Question: When 9.45 g of CICH2COOH is added to 500 mL of water, its freezing point drops by 0.5°C. The dissoci...

Question

When 9.45 g of CICH2COOH is added to 500 mL of water, its freezing point drops by 0.5°C. The dissociation constant of CICH2COOH is $x \times 10^{-3}$ . The value of x is ____. [ $K_{f(H_2O)} = 1.86 K kg mol^{-1}$ ]

Answer 1

Solution

The problem asks for the dissociation constant of chloroacetic acid (ClCH2COOH) given the freezing point depression of its aqueous solution.

First, calculate the molality of the solution. The molar mass of ClCH2COOH is $12.01 + 2(1.008) + 35.45 + 12.01 + 2(16.00) + 1.008 = 94.504$ g/mol.

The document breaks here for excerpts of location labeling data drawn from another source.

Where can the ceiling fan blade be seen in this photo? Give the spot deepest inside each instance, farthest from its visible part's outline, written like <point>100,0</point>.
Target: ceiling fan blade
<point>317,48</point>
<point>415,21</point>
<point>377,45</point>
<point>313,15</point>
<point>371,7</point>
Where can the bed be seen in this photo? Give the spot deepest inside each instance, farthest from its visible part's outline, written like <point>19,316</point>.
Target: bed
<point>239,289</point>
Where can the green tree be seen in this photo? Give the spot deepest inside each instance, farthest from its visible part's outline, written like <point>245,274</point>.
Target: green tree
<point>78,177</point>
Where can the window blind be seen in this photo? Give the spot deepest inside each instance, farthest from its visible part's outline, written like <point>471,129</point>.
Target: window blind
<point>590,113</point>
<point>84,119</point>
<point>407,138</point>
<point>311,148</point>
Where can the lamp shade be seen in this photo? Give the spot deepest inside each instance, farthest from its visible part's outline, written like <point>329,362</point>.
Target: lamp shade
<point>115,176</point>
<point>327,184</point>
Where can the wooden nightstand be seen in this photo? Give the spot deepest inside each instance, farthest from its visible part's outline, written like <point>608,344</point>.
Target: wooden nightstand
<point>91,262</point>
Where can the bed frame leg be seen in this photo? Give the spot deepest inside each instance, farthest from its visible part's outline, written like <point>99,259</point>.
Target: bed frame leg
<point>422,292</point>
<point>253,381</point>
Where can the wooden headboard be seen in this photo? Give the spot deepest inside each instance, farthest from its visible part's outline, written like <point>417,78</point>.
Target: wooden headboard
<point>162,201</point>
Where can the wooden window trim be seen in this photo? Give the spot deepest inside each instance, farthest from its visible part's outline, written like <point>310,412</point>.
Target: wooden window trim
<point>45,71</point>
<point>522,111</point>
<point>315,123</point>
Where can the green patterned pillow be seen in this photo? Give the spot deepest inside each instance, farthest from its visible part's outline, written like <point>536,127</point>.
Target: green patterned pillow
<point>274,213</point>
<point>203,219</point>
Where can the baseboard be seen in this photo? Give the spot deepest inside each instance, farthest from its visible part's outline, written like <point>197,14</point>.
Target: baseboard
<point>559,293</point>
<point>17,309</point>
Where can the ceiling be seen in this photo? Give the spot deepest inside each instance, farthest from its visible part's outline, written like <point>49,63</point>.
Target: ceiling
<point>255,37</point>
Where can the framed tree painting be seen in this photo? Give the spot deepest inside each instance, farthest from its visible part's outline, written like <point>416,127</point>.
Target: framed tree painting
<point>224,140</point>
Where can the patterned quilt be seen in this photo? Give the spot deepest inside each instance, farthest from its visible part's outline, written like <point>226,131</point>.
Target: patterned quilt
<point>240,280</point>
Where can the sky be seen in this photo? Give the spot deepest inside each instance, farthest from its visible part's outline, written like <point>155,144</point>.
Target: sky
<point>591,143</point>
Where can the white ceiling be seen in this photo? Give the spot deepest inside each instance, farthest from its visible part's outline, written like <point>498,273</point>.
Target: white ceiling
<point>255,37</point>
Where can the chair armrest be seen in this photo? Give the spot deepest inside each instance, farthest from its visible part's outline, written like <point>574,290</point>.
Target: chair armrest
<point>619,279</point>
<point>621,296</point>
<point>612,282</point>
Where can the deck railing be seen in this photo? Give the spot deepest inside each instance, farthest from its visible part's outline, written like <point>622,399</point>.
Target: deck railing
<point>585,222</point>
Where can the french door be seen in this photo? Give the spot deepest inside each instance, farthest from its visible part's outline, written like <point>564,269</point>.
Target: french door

Using standard atomic masses (C=12, H=1, Cl=35.5, O=16), the molar mass is $12 + 2(1) + 35.5 + 12 + 2(16) + 1 = 94.5$ g/mol.

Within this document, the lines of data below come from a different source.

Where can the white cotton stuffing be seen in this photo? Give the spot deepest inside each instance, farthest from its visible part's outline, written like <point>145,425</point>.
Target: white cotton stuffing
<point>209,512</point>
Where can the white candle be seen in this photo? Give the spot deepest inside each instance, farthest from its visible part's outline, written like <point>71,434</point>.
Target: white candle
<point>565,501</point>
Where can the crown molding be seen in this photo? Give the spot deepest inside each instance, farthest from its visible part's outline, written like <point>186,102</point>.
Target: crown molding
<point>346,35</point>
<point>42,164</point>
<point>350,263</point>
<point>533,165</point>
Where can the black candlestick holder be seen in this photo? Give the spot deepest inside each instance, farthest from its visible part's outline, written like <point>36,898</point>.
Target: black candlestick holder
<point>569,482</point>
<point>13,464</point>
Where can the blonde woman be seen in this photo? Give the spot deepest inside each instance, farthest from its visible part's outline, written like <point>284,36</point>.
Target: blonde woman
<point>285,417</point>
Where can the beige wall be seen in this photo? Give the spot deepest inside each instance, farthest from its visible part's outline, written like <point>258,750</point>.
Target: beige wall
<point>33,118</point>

Number of moles of ClCH2COOH = $\frac{\text{mass}}{\text{molar mass}} = \frac{9.45 \text{ g}}{94.5 \text{ g/mol}} = 0.1 \text{ mol}$ .

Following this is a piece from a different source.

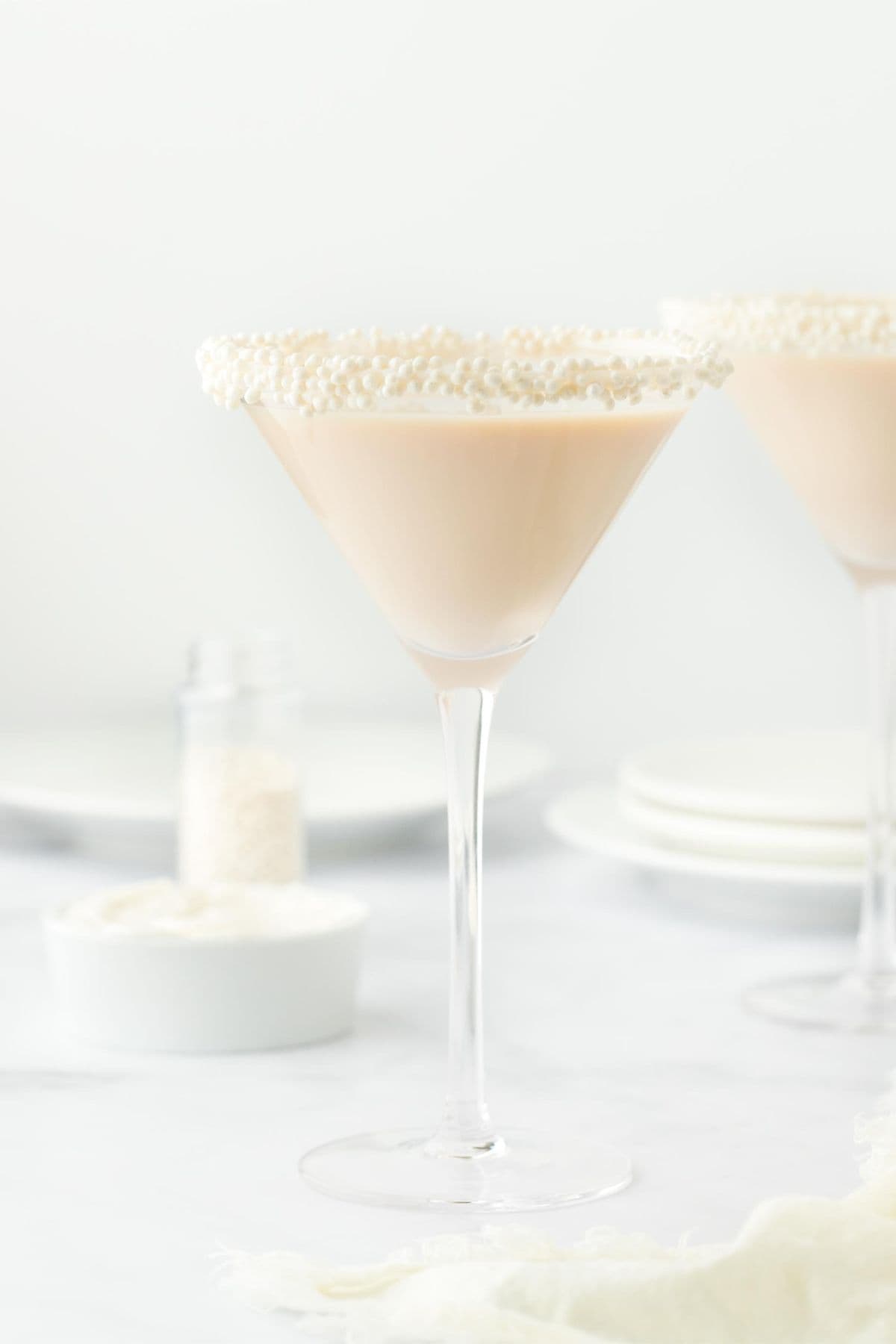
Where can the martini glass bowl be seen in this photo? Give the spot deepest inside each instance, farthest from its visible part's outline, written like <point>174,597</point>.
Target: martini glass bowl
<point>815,378</point>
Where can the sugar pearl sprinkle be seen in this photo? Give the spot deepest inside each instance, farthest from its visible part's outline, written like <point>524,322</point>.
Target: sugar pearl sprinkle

The volume of water is 500 mL. Assuming the density of water is 1 g/mL, the mass of water is 500 g = 0.5 kg.

Molality ( $m$ ) = $\frac{\text{moles of solute}}{\text{mass of solvent (kg)}} = \frac{0.1 \text{ mol}}{0.5 \text{ kg}} = 0.2 \text{ mol/kg}$ .

Next, use the freezing point depression formula to find the van't Hoff factor ( $i$ ). $\Delta T_f = i \cdot K_f \cdot m$

Given $\Delta T_f = 0.5^\circ C$ and $K_f = 1.86 K kg mol^{-1}$ .

$0.5 = i \cdot 1.86 \cdot 0.2$

$0.5 = i \cdot 0.372$

$i = \frac{0.5}{0.372} \approx 1.344086$

Chloroacetic acid is a weak acid that dissociates in water according to the equilibrium:

ClCH2COOH $\rightleftharpoons$ ClCH2COO $^-$ + H $^+$

Let $\alpha$ be the degree of dissociation. For this type of dissociation (1 molecule dissociating into 2 ions), the van't Hoff factor $i$ is related to $\alpha$ by the equation $i = 1 + \alpha$ .

So, $\alpha = i - 1 = 1.344086 - 1 = 0.344086$ .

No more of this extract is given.